We spend some time at a beach in Poipu the first couple of days. There
were nice trails along the shore but also through the vegetation that
allowed some fun bird watching. Aside from the chickens there are a few other birds here. Not as many as some might expect though.
Hiking in the rain. Better than a day at the office!
One bird that one can see a fair amount of is the Red-Crested Cardinal. Some refer to it as a Brazilian Cardinal. Beautiful birds with calls similar to Northern Cardinals (what we have here in the USA). We saw these on Maui and few years ago, and they are just as stunning in Kauai.
This is a view of the hike we did from Poipu Beach.
We headed up to Waimea (as noted above). Very uncooperative weather. I really thought we'd be skunked on this part of the trip.
It was not only raining, but the wind was blasting. I actually feared it'd blow us down. You can *sort* of see the Waimea Canyon view here (but not well).
In Kauai, a "don't miss" place is the "Spouting Horn". We went, along with all the other tourists there. It was cool. More interesting though was there were several sea turtles trolling around in that wickedly rough water! They'd pop their heads up for air and we'd all make a collective "ahhhhh".
Did you know the Hawaiian alphabet has five vowels and 8 consonants? Didn't make some pronunciation any easier to those of us used to working with many more consonants!
Wiki notes this: The current official Hawaiian alphabet consists of 18 letters: 5 normal
vowels: Aa, Ee, Ii, Oo, Uu; 5 vowels with macrons: Āā, Ēē, Īī, Ōō, Ūū; 8
consonants: Hh, Kk, Ll, Mm, Nn, Pp, Ww, ʻokina.
I did not note the "macrons" as I have no idea what they are! This may explain the butchering of the words no matter how I tried!
We went to the local botanic gardens (hoping for some bird activity). Not a lot of bird activity, but this tree bark caught our eye. It was really gorgeous!
This is a view along some hiking areas near Poipu.
We headed up to see Wailua Falls. It's another "don't miss" place. Quite pretty and reported to be taller than Niagara Falls. Niagara Falls isn't really that tall clearly. Niagara is a *bit* wider than Wailua Falls I think. :)
There are tons of signs at Wailua prohibiting folks from going down to the river at the falls. Very Dangerous. Of course then, this photo is of Dave down at the river. :)
Another photo of a stunning Red-Crested Cardinal. This color has not been manipulated or saturated. this is what these adult birds look like! Males and females look alike (i.e., they are monomorphic).
Red-Crested Cardinals sits for his portrait.
This was a new bird for both of us. This is a female White-Rumped Shama. Like most birds on Kauai (and the other islands) these birds were introduced from the Indian subcontinent and Southeast Asia. They have a gorgeous song and flick their tail around like a Northern Mockingbirds. They are feisty and show-offs like mockingbirds as well. They look quite different than the females.

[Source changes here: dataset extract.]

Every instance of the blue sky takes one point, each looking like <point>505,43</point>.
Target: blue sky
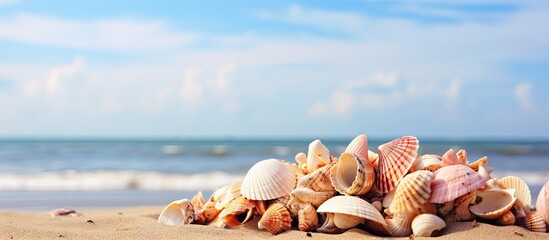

Lots of banana spiders. Ick. You don't need to go to Kauai to see these. Been chased by some ugly ones in the Houston area myself. Ick. Ick. Ick.
It's a cool photo though!
(Note: Don't google banana spider images. Super gross).
This pretty bird is a young Red-Crested Cardinal! They have muted burnt orange heads. Longhorn fans? We got to see many still being fed by parents (as was this case for this little guy).
Here is a male White-Rumped Shama showing off his handsome white rump. Love how they have two extra long tail feathers!
And finally (for this entry anyway), the ubiquitous Japanese White-Eye. I came to view them as the warbler of the island. They are not warblers however. They are hard to photographs like warblers are though!